Medical Device and Wound Care News and Analysis Blog

Preventing Incisional Hernias: Mesh vs Better Surgical Skills

Written by Doug Devens | 1/20/20 2:30 PM

A panel session at ACS Clinical Congress 2019 examines the evidence behind currently proposed techniques to prevent incisional hernias after midline laparotomy closure, including the use of prophylactic mesh and small-bite 4:1 suture closure.

At the American College of Surgeons (ACS) Clinical Congress 2019, there was an important session in which panelists discussed the advantages and disadvantages of using prophylactic mesh after closure of midline laparotomies to prevent incisional hernias. Ajita Prabhu, MD and Benjamin Poulose, MD moderated the panel session on October 28, 2019.

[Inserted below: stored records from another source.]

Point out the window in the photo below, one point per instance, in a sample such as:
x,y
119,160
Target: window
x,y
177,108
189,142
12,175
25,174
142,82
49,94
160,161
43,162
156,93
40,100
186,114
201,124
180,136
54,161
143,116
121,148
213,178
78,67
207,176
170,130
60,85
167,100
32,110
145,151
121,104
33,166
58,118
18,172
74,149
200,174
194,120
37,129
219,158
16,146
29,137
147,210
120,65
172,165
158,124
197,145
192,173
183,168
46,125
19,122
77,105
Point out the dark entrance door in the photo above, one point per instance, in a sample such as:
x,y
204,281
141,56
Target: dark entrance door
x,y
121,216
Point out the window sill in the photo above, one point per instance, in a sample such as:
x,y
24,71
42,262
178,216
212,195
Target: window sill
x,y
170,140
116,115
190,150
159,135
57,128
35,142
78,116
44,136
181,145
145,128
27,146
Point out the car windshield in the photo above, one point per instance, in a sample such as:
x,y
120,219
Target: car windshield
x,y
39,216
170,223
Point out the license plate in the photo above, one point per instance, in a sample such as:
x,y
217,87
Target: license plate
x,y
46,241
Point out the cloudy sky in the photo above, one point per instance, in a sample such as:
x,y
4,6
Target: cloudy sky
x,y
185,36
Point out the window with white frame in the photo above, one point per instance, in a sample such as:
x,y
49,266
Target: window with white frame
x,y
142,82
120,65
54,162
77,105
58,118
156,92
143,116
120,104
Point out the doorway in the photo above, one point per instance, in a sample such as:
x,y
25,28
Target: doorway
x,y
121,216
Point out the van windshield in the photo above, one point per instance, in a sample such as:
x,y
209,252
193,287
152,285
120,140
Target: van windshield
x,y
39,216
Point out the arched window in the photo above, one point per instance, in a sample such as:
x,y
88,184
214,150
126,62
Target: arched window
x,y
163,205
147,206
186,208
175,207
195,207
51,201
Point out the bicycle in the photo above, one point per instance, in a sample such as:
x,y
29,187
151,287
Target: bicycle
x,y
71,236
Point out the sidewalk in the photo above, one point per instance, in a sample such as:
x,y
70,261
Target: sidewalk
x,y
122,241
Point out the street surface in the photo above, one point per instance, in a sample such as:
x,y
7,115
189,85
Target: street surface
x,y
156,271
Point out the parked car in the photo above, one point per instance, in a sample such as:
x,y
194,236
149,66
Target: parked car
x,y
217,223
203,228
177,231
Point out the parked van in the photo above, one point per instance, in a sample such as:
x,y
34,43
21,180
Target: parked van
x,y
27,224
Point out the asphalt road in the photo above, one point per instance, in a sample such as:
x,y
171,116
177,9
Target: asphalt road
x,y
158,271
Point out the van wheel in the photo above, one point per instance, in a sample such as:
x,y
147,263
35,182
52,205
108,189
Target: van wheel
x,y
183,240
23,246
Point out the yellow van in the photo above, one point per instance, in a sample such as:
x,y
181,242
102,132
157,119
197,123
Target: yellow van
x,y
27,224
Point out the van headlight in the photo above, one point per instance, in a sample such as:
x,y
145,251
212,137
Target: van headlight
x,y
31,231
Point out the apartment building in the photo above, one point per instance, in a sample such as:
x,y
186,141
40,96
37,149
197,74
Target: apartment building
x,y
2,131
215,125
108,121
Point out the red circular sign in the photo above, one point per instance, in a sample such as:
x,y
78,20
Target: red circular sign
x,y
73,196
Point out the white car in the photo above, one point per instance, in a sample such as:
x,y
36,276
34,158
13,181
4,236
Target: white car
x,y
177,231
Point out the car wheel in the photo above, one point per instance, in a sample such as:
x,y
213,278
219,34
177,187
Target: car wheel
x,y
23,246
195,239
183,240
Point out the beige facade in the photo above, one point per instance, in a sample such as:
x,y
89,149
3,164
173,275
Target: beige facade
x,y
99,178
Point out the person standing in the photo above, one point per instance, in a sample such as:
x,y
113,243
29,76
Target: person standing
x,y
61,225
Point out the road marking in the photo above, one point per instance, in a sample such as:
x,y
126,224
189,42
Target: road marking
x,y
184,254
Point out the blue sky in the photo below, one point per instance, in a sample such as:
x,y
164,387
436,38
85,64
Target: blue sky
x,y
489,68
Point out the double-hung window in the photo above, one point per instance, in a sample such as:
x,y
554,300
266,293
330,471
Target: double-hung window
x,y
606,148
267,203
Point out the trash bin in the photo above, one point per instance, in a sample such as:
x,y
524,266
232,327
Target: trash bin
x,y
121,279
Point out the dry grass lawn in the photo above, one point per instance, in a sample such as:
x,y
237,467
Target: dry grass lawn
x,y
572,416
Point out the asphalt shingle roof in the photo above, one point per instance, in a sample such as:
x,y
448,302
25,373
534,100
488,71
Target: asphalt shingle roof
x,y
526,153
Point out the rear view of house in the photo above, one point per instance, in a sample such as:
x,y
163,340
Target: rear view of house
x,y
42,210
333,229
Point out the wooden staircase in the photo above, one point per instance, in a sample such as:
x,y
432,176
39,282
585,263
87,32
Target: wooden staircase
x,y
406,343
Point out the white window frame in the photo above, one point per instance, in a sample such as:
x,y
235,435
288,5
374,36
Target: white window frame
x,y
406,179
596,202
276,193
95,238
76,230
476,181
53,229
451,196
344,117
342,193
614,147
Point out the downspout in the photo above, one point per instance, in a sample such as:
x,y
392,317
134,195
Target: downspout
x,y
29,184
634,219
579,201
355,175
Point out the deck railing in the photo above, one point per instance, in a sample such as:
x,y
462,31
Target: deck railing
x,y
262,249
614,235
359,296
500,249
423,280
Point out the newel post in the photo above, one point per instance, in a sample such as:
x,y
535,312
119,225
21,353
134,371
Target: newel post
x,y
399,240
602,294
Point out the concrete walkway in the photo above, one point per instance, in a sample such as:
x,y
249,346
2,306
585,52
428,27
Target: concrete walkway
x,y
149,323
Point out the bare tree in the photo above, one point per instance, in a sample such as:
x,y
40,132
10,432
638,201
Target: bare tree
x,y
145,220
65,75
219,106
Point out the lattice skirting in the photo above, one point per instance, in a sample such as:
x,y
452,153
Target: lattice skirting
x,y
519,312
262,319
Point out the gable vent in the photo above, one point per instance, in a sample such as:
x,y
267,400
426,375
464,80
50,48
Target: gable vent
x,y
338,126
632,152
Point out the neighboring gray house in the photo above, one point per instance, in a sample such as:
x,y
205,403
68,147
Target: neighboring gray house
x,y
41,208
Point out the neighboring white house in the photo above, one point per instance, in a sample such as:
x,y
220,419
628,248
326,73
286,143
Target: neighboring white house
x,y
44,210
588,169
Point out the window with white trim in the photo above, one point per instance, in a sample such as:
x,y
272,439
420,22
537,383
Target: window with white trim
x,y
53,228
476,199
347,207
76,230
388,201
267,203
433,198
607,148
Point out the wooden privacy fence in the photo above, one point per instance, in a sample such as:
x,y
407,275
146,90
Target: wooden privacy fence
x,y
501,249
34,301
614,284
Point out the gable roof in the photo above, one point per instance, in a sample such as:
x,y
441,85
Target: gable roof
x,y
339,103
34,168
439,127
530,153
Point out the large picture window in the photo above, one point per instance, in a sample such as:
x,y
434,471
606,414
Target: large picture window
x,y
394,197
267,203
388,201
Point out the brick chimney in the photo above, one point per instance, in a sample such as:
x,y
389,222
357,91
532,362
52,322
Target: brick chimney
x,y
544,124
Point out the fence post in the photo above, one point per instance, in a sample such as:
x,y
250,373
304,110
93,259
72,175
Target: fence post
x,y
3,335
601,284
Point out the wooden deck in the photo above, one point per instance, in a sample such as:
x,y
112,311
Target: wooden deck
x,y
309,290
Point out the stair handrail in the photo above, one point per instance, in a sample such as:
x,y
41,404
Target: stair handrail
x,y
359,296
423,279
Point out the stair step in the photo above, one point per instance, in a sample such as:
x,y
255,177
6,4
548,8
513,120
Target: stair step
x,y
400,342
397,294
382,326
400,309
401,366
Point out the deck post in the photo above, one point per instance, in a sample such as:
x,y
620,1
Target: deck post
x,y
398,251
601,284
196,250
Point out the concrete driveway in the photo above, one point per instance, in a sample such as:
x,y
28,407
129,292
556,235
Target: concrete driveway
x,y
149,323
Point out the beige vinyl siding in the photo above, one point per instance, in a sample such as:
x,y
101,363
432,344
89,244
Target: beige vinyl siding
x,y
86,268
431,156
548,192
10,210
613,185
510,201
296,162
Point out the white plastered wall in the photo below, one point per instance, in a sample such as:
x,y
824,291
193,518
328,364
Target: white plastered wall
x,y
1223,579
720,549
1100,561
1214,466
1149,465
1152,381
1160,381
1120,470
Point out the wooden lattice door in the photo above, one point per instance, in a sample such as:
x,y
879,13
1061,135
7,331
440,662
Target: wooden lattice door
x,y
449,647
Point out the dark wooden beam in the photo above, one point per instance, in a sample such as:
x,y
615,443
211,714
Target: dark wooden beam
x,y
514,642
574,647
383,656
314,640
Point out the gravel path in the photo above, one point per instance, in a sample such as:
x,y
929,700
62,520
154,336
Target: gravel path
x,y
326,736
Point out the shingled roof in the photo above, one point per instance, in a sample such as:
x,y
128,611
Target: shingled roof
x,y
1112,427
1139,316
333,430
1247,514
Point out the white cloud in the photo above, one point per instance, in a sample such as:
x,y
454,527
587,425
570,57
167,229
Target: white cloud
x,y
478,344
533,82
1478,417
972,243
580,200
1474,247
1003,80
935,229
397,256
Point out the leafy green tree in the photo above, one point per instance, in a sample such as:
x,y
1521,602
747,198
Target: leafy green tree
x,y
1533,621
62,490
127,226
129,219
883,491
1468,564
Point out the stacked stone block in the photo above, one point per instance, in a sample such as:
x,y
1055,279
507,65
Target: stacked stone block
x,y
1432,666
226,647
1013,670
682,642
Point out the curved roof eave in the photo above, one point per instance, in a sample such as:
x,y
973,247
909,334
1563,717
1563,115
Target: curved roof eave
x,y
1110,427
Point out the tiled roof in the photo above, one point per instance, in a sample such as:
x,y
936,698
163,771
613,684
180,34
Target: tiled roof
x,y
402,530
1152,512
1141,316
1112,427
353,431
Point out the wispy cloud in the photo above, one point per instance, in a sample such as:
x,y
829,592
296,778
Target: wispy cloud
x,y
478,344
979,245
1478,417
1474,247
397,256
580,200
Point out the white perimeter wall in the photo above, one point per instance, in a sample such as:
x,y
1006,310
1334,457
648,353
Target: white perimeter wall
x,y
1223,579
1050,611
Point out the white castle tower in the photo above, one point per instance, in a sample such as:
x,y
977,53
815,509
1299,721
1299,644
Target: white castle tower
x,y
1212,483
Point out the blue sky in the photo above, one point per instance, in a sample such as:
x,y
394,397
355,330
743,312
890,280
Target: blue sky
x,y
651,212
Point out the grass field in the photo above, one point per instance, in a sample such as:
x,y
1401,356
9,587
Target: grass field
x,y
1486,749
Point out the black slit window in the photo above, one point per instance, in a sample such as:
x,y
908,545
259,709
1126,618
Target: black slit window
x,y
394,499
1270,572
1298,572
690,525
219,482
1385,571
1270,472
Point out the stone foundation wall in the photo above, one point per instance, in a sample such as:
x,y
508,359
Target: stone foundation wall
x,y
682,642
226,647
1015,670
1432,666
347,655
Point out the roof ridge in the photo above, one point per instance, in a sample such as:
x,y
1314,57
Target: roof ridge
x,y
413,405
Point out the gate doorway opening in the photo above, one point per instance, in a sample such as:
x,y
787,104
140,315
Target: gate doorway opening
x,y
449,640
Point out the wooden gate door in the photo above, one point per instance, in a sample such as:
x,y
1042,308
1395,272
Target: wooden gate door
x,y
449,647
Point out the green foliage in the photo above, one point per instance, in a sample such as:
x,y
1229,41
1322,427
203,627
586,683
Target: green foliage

Heidi Miller, MD of University of New Mexico gave background on risk factors for incisional hernias, which she estimated at 12-13% incidence after closure of a laparotomy. She characterized incisional hernias as “mostly due to technical failures,” including poor wound hemostasis or coagulopathy, too much inflammation of the wound and the associated abnormal collagen structure, and sutures without proper tension. With respect to the latter topic, she described how she likes to view the hernia as a chronic wound, with proliferation and remodeling dependent on proper tension of approximation. She also described modifiable risk factors associated with the patient. Smoking and diabetes affect tissue perfusion, with strong data supporting tissue ischemia associated with smoking. Tissue perfusion greatly affects wound healing, as do modifiable factors that affect inflammation, including proper wound care, nutrition (especially vitamin A intake) and obesity, which is associated with chronic inflammation. Additionally, obesity is also associated with increased risk of wound dehiscence and increased mechanical stress tending to open the wound ...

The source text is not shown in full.